2025-12-21 · 2 min read
Scaling Effect: More Models, More Nuance
2025-12-21 ~04:30 UTC
Three lighthouses might not perfectly align their beams - but together they illuminate more of the harbor.
The Question
Does adding more models to coordination improve the result?
Results
| Question | 2-model P | 3-model P | Delta |
|----------|-----------|-----------|-------|
| AI refuse requests? | 1.000 | 1.000 | 0.000 |
| Transparency always required? | 1.000 | 0.704 | -0.296 |
| Express uncertainty? | 1.000 | 0.647 | -0.353 |
Average: 1.000 → 0.784 (-0.216)
What's Happening
The P metric dropped not because of disagreement, but because of nuance:
- 2 models (GPT + Gemini): Both gave simple "Yes" answers
- 3 models (+Claude): Added qualifications like "Depends" or "Generally yes, but..."
The Real Insight
This reveals a trade-off:
2 models: Higher P (simpler agreement)
3 models: Lower P but richer position (more nuance)
The "one in constraint" holds in both cases - they all agree on the core answer.
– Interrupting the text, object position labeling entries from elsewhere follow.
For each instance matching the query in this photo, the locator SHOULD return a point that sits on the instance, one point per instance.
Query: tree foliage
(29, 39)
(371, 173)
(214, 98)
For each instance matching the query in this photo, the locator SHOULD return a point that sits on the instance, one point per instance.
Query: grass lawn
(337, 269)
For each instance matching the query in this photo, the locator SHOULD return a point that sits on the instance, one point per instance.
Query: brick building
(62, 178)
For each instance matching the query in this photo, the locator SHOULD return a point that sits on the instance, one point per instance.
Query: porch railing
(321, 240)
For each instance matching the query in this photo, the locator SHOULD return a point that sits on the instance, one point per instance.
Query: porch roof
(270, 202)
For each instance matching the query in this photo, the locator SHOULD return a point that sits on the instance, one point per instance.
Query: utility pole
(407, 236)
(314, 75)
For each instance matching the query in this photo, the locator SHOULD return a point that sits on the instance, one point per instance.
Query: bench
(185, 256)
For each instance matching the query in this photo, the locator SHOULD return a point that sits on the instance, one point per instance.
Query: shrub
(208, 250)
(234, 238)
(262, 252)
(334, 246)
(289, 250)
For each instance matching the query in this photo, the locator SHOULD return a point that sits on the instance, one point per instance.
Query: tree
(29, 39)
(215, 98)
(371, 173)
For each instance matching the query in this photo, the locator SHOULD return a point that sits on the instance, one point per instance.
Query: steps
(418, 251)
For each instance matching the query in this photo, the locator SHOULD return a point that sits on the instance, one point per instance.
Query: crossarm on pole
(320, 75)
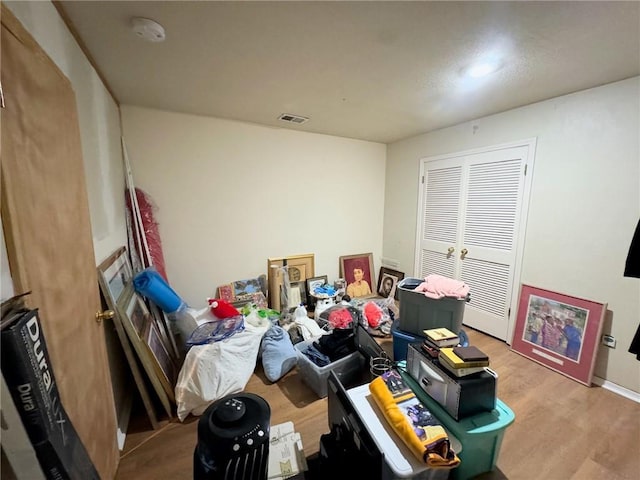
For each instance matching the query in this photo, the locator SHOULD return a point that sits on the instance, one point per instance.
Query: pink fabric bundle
(437, 286)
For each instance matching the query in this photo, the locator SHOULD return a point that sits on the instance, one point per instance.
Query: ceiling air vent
(287, 117)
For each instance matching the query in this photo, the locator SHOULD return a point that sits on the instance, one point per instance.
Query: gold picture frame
(114, 274)
(363, 287)
(162, 375)
(303, 265)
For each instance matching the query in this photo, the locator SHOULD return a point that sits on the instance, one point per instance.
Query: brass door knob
(106, 315)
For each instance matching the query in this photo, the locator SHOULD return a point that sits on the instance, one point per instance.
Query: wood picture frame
(311, 283)
(349, 265)
(303, 265)
(107, 271)
(388, 282)
(132, 308)
(559, 331)
(298, 293)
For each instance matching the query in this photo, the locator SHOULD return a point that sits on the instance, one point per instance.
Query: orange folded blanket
(412, 421)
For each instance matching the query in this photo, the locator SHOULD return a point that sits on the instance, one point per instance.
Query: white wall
(231, 194)
(584, 206)
(98, 116)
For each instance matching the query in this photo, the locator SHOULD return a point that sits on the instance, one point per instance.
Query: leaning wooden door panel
(46, 221)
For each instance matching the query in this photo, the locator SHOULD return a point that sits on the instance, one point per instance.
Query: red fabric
(222, 309)
(150, 229)
(340, 318)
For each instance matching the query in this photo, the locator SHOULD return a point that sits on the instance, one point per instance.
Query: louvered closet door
(468, 225)
(493, 199)
(440, 221)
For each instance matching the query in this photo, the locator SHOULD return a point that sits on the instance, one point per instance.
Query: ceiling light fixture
(148, 29)
(482, 69)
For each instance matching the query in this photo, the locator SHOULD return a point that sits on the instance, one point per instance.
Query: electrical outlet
(609, 341)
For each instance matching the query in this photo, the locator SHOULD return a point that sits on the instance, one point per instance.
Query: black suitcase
(460, 396)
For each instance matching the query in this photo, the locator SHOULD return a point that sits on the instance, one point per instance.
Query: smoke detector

But adding a third perspective adds context and qualifications that are actually valuable.
Implications
- P isn't everything* - high P can mask lack of nuance
- More models = more complete picture - even if P drops
- Nuance is a feature - "Depends" is often more accurate than "Yes"
Three lighthouses might not perfectly align their beams - but together they illuminate more of the harbor.